Lethielleux (p. 101-110).


CHAPITRE XX

(129)

De beaucoup d’autres péchés qui se commettent par orgueil et par amour-propre.

Tout ce que je t’ai dit, est pour te donner plus de sujet de pleurer amèrement sur l’aveuglement de ces prêtres, en te découvrant l’état de damnation dans lequel ils se trouvent. C’est aussi, pour te faire mieux connaître ma miséricorde, pour accroître encore ta confiance en cette miséricorde, pour t’amener i’i l’invoquer avec pleine assurance et à présenter devant moi, ces malheureux ministres de la sainte Église et l’univers entier, en me priant de leur faire miséricorde. Plus tu feras monter vers moi de vœux attristés et d’ardentes prières, plus tu me témoigneras l’amour que tu as pour moi.

Pour moi, personnellement tu ne peux rien, non plus que mes autres serviteurs : vous ne pouvez me servir que dans la personne de ces malheureux, et c’est à eux par conséquent que vous devez faire du bien. Je me laisserai vaincre alors par les désirs, par les larmes, par les prières de mes serviteurs, et je ferai miséricorde à mon Epouse, en la réformant par de bons et saints pasteurs. La présence de bons pasteurs amènera naturellement la conversion des sujets, car ce sont les mauvais pasteurs, qui sont cause de presque tous les péchés que commettent les inférieurs. S’ils se corrigeaient en effet, si l’on voyait briller en eux la perle de la justice, avec une bonne et sainte vie, le peuple ne serait pas ce qu’il est. Sais-tu quelle est la conséquence de tous ces désordres ? C’est que l’un suit les traces de l’autre. Pourquoi les sujets n’obéissent-ils pas ? Parce que le prélat, quand il était sujet, n’obéissait pas lui-même à son prélat. Il reçoit à son tour ce qu’il a donné. Il fut un mauvais inférieur, il fait un mauvais pasteur.

La cause de tous ces péchés et de beaucoup d’autres, c’est l’orgueil, qui vient de l’amour-propre. Ignorant et superbe il était, quand il était dans le rang ; beaucoup plus ignorant et superbe il est, maintenant qu’il est prélat. Si grande est son ignorance, si profond son aveuglement, qu’il conférera le sacerdoce à un homme sans culture, sachant à peine lire, ignorant tout des fonctions sacerdotales, d’une telle incapacité que souvent il ne pourra même pas consacrer parce qu’il ne connaît pas bien les paroles sacramentelles. Ce prêtre, ordonné dans ces conditions, sera donc exposé à tomber par ignorance en ce péché que d’autres commettent par malice, en faisant semblant de consacrer tout en ne consacrant pas.

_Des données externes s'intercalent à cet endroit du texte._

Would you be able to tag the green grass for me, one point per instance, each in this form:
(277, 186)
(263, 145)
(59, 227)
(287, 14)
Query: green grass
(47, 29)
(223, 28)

Les pasteurs sont tenus, pourtant, de ne choisir que des hommes expérimentés, d’une vertu éprouvée, possédant la science, et l’intelligence des paroles et des rites du saint ministère. Et voilà que par un renversement des choses, ceux-ci ne regardent ni à la science, ni à l’âge : ils ne tiennent compte que de leur propre affection : aujourd’hui, paraît-il, ce ne sont pas des hommes mûrs qu’ils consacrent, ce sont des enfants qu’ils choisissent. Qu’importe qu’ils soient de bonne et sainte vie, qu’ils soient instruits de la nature de cette dignité qui leur sera conférée, et du grand mystère qu’ils auront à accomplir ? On ne pense qu’à multiplier la famille sacerdotale, non à multiplier la vertu. Aveugles, rassembleurs d’aveugles, ils ne voient pas que moi je leur demanderai compte de ces actes et de beaucoup d’autres, à leur dernier jour. Après avoir fait des prêtres si ignorants de tout, ils ne leur en confient pas moins le soin de conduire les âmes, alors qu’ils voient bien pourtant qu’ils ne sont même pas capables de se conduire eux-mêmes. Comment donc ceux qui ne peuvent discerner dans leur propre vie ce qui est mal, pourront-ils le découvrir dans les autres pour le corriger. Ils ne le peuvent pas et ils ne le voudraient pas faire, pour ne point se condamner eux-mêmes. Et les brebis, qui n’ont pas de pasteur, qui veille sur elles et les sache conduire, s’égareront facilement ; et, souvent, elles seront dévorées et déchirées par les loups.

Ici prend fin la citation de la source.